The World War II surplus navy liberty launch called Carioca was destined to have its hull raised two and a half feet by Bronson Hartley and Bermudian shipwrights so the helmet diving vessel could make the ocean voyage from Bermuda to Nassau. These boats were called liberty launches because they took sailors from the ship to spent free time ashore. They had two massive lifting brackets which were used to lift the launch aboard the main ship. Bronson and Martica Hartley bought the boats for one hundred pounds a piece and my mother gave them the name 'Carioca'. According to her, Carioca was a dance as well as a resident of Rio de Janero.

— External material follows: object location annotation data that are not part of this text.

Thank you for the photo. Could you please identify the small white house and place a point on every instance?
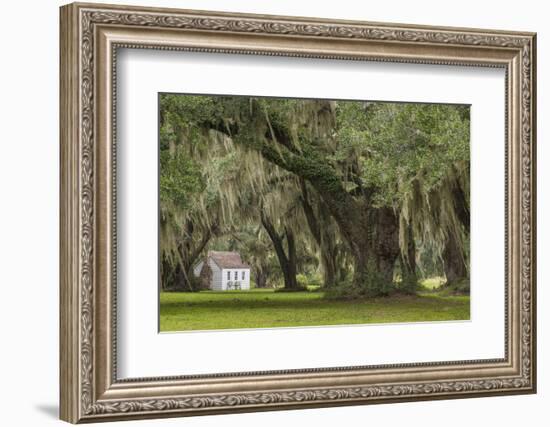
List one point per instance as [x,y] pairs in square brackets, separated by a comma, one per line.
[224,271]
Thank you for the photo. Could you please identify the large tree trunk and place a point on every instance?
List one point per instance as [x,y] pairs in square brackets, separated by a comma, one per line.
[261,278]
[287,262]
[454,262]
[189,253]
[408,264]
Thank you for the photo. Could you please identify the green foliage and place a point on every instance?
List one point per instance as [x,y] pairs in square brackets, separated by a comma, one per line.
[180,179]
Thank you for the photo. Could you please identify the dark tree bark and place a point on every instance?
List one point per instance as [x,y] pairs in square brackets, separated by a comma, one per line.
[189,255]
[408,264]
[454,258]
[287,261]
[349,211]
[385,243]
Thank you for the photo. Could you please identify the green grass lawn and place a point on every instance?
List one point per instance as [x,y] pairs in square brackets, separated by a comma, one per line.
[264,308]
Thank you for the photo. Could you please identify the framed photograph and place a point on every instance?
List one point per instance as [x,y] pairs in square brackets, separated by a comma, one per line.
[265,213]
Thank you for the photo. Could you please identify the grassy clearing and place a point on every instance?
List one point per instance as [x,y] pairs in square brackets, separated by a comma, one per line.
[264,308]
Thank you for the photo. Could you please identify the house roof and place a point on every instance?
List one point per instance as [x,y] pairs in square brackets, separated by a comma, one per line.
[227,259]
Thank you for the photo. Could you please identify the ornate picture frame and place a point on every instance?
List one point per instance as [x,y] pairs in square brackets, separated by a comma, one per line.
[90,37]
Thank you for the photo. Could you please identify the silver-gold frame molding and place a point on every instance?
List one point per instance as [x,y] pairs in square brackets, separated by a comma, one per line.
[90,36]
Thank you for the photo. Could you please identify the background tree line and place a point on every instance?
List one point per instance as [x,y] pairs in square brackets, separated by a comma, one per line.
[360,193]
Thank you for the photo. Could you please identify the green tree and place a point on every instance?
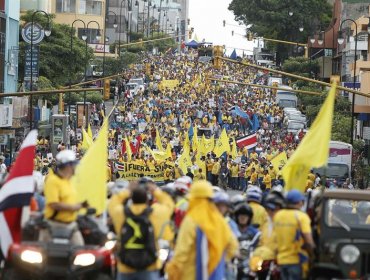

Liberty launch in Devil's Hole, Bermuda
Here is a shot looking south towards Devil's Hole of the two vessels before any major work was done. The cabin was contructed by stretching canvas across metal arches. The mast had a hinge so it could be folded down so my parents took the boat through Flatts bridge and dove in Harrington Sound near Green Bay.Carioca Bermuda had a squarish cabin put on her and stayed here. The Nassau Carioca was made into home and business. Bronson Hartley built the breakwater in the foreground to protect his investment. Click here to see a 129kb shot of Carioca with her bow so submerged from lifting a heavy rock that her prop is at the surface.

Turtle island Bermuda I have no idea how my father conjered up the ingenuity to do all this, but here you are. On the little island off Devil's Hole called Angel's Island or Turtle Island (128kb), Bronson Hartley, set about to shape his destiny. The first step was to shape the planks required to raise the hull of this navy surplus boat by 2 1/2 feet. He lit a fire under the forty gallon drum and boiled water to make steam to soften the planks of wood. Behind the boiler you can see a house that is now a guest house called Angel's Grotto.

Boat building in Bermuda Next he clamped the planks down on a curved wall he built to mold the planks into the required shape. If you go to Devil's Hole you can still see this low wall on the north side of the island. There is a public dock at the bottom of Knapton Hill which offers the best view. You will be able to pickout the old house that sticks out on the point on the other side of the island. On the south side of the island, originaly called Angel's Island is the cable car. My brother's first boat ride was on the way home from the hospital. My mother, Martica, unboubtedly insisted something would have to change. Therefore, as necessity is the mother of invention, the cable car had to be built. Father used a massive ship's turnbuckle to tighten the one inch diameter cable that spanned the 150 or so feet from the island to shore. It is still in operation to this day.

Adding to Hull
Bermuda Shipwrights at Work Bronson Hartley had many friends including skilled shipwrights from the island of St. Davids. Rattery and at least one other whose name I do not know, helped bring this vision to reality. It is too cold in Bermuda in the winter (especially in the days before wet suits) to operate year round. The plan was to dive here in the summer, and Nassau in the winter. Although they had electricity, much of the work was done with hand tools. The fellow that caulked the deck had a friend inside a rum bottle. One would bang in twisted fibers of the Kapok tree in the cracks between the planks. Then hot liquid pitch would be poured onto the fiber plugged cracks filling them to deck level. Normally if interupted, one would leave a tail of fibers sticking out to mark the spot where one had left off. However, when this fellow went off to see his friend in the bottle, he would forget to mark the spot and later return to his work a bit more forgetfull than when he left. Father had to remedy the resulting leaking deck by putting sheets of plastic on the underside. It was one of my not so quaint memories as a child to be kept awake and nervous by hearing large tropical cockroaches scuttling about just above our heads as we slept in the bunk beds. Though Thor's hammer had a short handle, it was very strong. The cabin was made of Bermuda cedar and father always boasted that the boat could be picked up by the cabin.

Three 1/2 Days at sea
Carioca voyage from Bermuda to Nassau The boat was equipt with numerous Hartley innovations. The dry exaust was sent up the mizzen mast (the one at the back), and later surprised Bahamian fisherman would alert my father that the mast was on fire. This innovation was to keep the exaust smoke well away from the stren area where he would conduct the briefing to his assembled helmet divers.

Hartley Family Nassau, 1960
Here is a squishy family shot showing Martica and Bronson with their two sons Christopher and Gregory. I am the little blond one. For anyone who has been to Nassau recently, I should mention that the area in the back ground is now plastered with highrise hotels and two bridges.